I used the Powell book for inspiration, but since I’m aiming to publish the draft and specs for this fabric, I needed something that was mine.  I started out with this 8 shaft version, and wasn’t completely happy.  (Actually I started out with 24 epi, alternating the CottonBambu and the Chenille.  Resleyed to 20 epi, and then resleyed again to 16epi.  Don’t ever be afraid of changing course mid stream.)

The change might not be obvious, but I redesigned it to reverse in a more pronounced way, and to better square up with the sett.  I’m pretty happy with this.  Now I just have to weave it off, but not before Thursday…

And my big loom, the 45″ 8 shaft Tools of the Trade, my first loom and first love, still with me after all these years, purchased in 1977, delivered in 1978 was also naked and really not happy.  Since every fall I put on a run of dishtowels for holiday gifts, I decided that that would be an appropriate thing to put on the loom, and then at the end of October into November, I could weave it off and have my holiday gifts.

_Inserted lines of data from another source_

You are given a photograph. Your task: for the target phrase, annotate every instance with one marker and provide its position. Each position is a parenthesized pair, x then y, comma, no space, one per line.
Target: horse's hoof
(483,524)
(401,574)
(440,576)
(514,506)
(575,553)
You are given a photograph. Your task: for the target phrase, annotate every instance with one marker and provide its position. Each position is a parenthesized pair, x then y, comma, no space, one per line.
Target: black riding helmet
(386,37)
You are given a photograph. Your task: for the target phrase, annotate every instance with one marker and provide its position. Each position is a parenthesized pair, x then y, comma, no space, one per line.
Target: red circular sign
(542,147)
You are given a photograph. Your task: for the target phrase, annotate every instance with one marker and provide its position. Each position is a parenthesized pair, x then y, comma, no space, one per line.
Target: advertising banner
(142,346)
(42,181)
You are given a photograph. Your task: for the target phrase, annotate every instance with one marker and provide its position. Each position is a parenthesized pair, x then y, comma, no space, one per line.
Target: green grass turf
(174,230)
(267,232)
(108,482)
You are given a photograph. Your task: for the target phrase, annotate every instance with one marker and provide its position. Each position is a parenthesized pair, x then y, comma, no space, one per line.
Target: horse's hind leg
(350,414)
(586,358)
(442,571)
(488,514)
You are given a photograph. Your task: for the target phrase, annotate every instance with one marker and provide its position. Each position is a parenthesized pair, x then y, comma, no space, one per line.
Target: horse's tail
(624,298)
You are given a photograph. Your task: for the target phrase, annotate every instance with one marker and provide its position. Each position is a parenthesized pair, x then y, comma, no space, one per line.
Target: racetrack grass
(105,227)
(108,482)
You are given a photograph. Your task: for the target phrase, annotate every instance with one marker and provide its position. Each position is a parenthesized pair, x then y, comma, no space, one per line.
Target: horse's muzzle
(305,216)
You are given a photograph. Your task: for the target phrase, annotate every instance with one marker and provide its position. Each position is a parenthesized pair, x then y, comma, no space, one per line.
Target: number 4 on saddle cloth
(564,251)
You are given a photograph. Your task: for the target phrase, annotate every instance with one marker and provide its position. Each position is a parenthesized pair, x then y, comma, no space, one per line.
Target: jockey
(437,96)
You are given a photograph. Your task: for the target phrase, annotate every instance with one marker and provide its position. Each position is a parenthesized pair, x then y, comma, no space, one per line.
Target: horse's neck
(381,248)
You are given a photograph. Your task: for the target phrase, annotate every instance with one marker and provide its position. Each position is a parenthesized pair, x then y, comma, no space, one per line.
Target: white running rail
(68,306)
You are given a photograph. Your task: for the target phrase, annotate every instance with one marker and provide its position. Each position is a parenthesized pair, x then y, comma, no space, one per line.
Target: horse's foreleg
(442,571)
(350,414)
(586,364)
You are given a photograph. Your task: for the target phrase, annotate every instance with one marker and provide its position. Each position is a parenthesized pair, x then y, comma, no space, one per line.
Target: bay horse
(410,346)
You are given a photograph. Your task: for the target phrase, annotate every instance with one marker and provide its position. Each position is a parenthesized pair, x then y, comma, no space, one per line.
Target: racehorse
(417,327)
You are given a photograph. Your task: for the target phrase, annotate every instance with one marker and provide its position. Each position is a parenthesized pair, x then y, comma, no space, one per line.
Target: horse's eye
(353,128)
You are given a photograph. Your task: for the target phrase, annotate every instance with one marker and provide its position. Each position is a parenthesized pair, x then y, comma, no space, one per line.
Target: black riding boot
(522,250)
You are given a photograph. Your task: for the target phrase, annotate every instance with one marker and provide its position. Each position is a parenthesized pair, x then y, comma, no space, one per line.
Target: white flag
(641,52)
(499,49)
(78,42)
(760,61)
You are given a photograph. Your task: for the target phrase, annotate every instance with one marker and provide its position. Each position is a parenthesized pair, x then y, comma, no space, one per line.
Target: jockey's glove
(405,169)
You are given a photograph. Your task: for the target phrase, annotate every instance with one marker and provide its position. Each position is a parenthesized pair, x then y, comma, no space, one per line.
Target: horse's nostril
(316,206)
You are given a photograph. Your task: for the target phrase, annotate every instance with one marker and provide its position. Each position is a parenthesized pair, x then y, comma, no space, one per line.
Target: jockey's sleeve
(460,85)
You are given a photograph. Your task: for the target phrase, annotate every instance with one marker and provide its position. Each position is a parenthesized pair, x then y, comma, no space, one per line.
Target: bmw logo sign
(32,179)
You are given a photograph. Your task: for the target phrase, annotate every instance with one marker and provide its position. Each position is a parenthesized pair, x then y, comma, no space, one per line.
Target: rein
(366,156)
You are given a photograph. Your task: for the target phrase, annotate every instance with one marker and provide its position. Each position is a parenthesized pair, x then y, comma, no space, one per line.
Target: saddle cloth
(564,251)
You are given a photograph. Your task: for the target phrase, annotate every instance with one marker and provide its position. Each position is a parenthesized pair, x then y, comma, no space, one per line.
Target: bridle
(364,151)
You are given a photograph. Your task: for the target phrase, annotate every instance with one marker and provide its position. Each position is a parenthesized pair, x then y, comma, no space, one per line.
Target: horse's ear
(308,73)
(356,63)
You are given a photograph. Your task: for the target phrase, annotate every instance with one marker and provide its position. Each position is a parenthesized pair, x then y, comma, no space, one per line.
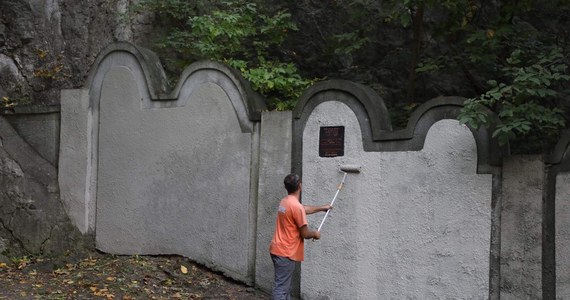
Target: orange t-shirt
(287,240)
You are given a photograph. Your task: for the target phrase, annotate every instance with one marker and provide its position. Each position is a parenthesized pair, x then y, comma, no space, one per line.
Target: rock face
(32,219)
(45,46)
(48,45)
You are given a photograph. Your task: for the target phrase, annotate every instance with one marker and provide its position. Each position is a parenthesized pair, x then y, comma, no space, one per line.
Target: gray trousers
(284,268)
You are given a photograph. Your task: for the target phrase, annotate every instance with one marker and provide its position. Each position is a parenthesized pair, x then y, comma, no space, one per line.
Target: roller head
(350,168)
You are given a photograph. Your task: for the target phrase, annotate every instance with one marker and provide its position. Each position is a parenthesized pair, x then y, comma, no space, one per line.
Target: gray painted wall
(275,163)
(173,180)
(412,225)
(39,127)
(197,169)
(562,236)
(521,228)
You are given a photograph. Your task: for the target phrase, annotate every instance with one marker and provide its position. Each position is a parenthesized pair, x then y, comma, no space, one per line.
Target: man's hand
(317,235)
(313,209)
(306,233)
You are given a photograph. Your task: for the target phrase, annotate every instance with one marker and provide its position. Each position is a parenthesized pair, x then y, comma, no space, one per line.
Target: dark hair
(292,183)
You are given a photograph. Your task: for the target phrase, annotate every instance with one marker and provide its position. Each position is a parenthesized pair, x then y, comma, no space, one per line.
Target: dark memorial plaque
(331,141)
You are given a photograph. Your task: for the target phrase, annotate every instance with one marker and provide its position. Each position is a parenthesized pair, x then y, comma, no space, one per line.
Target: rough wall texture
(32,220)
(422,219)
(521,228)
(163,173)
(51,44)
(410,225)
(562,218)
(173,180)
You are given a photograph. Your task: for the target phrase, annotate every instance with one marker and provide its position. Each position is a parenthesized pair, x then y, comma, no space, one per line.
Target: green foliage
(239,34)
(523,103)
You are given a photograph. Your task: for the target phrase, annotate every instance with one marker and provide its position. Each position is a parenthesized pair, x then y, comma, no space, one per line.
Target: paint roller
(344,169)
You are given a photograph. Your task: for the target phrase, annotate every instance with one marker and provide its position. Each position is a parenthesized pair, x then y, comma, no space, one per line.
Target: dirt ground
(101,276)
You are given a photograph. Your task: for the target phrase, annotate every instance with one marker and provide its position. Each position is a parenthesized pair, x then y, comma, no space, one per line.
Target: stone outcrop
(32,219)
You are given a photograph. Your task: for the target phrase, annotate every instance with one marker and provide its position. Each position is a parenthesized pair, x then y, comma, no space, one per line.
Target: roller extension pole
(334,198)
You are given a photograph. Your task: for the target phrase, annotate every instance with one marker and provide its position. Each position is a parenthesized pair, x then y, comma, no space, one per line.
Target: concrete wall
(521,228)
(164,172)
(39,127)
(412,225)
(275,163)
(562,218)
(173,180)
(197,169)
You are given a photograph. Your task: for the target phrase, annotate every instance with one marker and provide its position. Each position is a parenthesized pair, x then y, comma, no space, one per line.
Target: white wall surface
(562,238)
(411,225)
(173,180)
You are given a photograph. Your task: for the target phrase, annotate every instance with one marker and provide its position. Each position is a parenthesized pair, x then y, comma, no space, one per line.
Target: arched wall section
(167,171)
(401,226)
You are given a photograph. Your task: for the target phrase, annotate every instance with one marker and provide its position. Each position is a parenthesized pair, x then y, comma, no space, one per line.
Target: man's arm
(306,233)
(313,209)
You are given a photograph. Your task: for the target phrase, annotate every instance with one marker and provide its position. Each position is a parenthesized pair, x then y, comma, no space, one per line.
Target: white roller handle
(332,202)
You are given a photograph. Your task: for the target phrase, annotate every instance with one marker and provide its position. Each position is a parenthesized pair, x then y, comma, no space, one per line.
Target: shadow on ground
(102,276)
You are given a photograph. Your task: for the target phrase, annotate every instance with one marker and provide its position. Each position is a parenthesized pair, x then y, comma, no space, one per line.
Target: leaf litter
(110,277)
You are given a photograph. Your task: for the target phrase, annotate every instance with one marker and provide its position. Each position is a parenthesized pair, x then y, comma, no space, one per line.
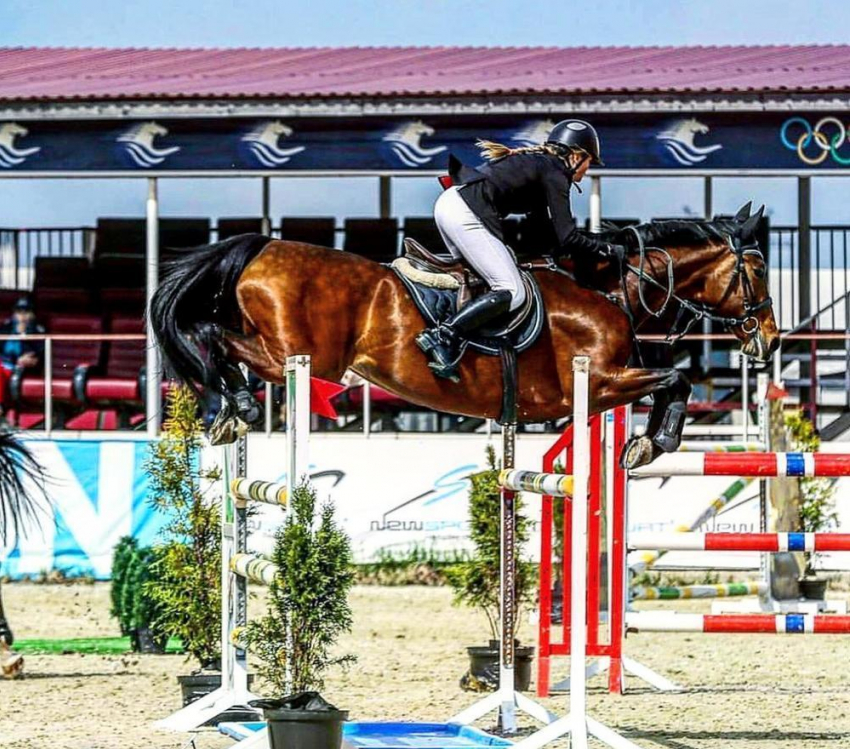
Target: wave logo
(534,133)
(138,141)
(678,140)
(814,144)
(264,143)
(10,155)
(406,142)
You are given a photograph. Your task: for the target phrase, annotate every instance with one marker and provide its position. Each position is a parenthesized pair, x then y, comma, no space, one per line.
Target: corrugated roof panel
(58,73)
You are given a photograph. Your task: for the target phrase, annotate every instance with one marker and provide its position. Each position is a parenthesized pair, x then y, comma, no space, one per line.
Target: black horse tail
(196,290)
(22,487)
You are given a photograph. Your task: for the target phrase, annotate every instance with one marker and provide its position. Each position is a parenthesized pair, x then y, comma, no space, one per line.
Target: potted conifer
(476,580)
(186,582)
(816,506)
(132,604)
(308,610)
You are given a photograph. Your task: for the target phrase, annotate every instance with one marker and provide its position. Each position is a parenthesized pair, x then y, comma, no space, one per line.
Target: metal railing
(20,247)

Social media can be really challenging and full of untruths and misinformation and a lot of passionate people on both sides of the fence no matter what the subject.  But the social media sites dedicated to fiber and specifically weaving has some very dedicated moderators and some very talented contributors and every morning when I wake up I feel like I have just been to a fantastic inspirational gallery opening.  

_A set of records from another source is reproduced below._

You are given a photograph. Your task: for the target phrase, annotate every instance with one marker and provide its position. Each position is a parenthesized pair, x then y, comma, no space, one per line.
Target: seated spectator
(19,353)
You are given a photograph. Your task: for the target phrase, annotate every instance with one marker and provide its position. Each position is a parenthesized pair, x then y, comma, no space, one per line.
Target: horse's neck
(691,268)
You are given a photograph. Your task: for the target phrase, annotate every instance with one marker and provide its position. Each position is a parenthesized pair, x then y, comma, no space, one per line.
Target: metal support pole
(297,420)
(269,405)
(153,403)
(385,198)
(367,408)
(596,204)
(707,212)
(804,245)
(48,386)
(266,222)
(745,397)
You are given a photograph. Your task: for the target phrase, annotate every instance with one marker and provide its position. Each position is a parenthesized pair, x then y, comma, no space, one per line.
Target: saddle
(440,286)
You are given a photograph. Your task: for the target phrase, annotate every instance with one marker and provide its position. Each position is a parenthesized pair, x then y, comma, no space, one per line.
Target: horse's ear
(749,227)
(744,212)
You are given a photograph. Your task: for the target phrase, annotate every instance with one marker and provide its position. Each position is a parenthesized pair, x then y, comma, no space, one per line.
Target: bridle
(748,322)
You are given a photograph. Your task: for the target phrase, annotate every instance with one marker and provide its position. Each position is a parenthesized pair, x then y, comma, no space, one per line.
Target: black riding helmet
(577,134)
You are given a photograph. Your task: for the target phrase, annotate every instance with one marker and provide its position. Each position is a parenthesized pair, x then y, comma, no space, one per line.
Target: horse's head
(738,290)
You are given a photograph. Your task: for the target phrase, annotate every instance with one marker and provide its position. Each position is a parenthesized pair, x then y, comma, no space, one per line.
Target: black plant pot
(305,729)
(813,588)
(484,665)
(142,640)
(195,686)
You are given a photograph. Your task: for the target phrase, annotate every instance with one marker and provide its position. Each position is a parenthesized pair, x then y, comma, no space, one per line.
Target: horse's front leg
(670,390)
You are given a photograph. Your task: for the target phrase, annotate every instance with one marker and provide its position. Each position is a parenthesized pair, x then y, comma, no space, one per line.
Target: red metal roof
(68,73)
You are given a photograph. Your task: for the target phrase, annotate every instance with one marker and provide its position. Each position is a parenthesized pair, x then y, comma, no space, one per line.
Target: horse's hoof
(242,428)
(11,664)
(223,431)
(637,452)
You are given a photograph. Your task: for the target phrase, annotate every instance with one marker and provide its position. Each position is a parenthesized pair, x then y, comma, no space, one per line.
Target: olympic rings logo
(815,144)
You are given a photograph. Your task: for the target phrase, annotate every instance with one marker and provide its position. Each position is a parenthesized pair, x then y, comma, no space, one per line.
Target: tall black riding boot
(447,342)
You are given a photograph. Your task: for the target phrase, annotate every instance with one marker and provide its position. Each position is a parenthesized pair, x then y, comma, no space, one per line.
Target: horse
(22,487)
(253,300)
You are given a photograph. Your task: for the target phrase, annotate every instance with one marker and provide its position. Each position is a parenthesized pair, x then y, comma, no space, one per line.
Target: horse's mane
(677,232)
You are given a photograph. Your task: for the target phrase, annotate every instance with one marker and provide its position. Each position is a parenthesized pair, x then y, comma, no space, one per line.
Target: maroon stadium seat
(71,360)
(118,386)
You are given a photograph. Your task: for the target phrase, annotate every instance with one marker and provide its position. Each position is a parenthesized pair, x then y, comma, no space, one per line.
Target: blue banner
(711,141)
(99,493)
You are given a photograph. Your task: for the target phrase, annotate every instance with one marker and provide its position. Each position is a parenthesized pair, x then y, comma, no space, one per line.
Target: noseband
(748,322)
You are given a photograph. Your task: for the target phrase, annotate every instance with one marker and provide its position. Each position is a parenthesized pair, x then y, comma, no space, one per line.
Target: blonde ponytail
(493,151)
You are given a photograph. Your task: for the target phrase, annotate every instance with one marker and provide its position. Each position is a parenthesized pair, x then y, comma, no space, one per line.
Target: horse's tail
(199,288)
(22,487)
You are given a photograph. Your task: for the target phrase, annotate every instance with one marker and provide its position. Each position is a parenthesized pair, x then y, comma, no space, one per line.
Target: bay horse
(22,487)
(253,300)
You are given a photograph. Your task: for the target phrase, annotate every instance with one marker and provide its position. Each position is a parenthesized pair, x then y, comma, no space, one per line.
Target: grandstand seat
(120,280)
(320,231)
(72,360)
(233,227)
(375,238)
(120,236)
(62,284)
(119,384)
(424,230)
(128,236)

The Facebook site Strickler in Color has been a tremendous source of inspiration.  Carol Strickler wrote a lovely book, now considered essential for every weaver with 8 shafts on their loom, full of patterns, all black and white, and you could spend a lifetime with this book and not make a dent.  So this Facebook site has talented contributors who post what they’ve woven, but in color, with a nod to the draft.  Strickler 728 keeps coming up, and if you looked at it in the book, you would have just turned the page.  It really is rather boring and not very inspiring.  But I’ve seen so many people use this draft in eye catching ways that it was on my list to try.

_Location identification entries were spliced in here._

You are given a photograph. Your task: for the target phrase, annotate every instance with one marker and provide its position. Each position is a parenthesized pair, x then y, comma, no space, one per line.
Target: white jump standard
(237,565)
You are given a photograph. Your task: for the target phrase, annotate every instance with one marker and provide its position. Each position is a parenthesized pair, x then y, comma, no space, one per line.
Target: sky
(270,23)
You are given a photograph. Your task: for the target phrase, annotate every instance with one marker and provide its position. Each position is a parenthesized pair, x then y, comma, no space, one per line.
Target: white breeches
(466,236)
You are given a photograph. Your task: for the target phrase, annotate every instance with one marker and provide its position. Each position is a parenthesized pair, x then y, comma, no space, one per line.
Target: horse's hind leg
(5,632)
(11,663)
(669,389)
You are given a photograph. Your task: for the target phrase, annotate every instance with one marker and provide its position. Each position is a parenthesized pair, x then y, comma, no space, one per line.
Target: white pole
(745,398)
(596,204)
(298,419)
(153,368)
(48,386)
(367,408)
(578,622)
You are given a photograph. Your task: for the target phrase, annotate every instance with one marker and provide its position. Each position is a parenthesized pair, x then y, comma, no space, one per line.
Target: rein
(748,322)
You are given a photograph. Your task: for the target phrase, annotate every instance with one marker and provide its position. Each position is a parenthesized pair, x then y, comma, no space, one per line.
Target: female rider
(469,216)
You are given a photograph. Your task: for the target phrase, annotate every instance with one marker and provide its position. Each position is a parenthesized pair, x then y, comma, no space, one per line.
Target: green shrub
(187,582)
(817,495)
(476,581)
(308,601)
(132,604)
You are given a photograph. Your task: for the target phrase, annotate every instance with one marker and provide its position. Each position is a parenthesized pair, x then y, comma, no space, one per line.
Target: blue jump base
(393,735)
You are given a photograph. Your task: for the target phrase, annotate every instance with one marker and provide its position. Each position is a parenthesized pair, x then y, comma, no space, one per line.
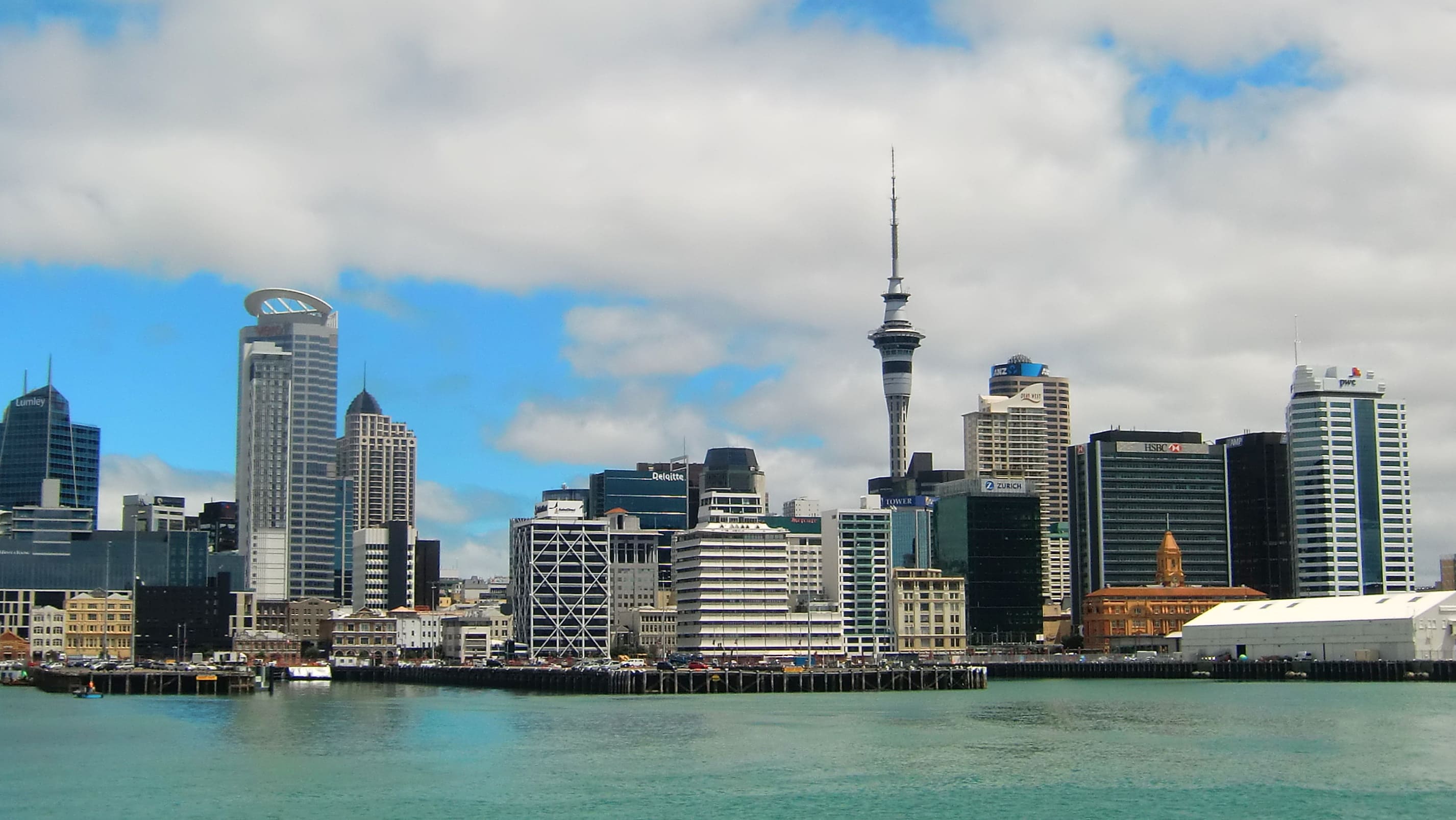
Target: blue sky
(147,352)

In keeping with the need to stash bust, because I’ve acquired a lot of 8/2 cotton in the last year or two, I pulled a length from all of my cones and sat with weaving software until I was happy.  I decided to put 15 yards on the loom because turns out, I can never have enough dishtowels.  I’m always needing one as a gift, and I’m tired of running out in July. (I still have two left from last year because I haven’t been anywhere since March, but hey…)

My table top warping mill technically holds 10 yards.  I’ve successfully pushed it to 14, but I decided that my AVL warping mill, now 20 years old, would probably serve for this purpose.  I rigged up way to make a cross, and I wound 15 yard bundles in 2.5″ widths.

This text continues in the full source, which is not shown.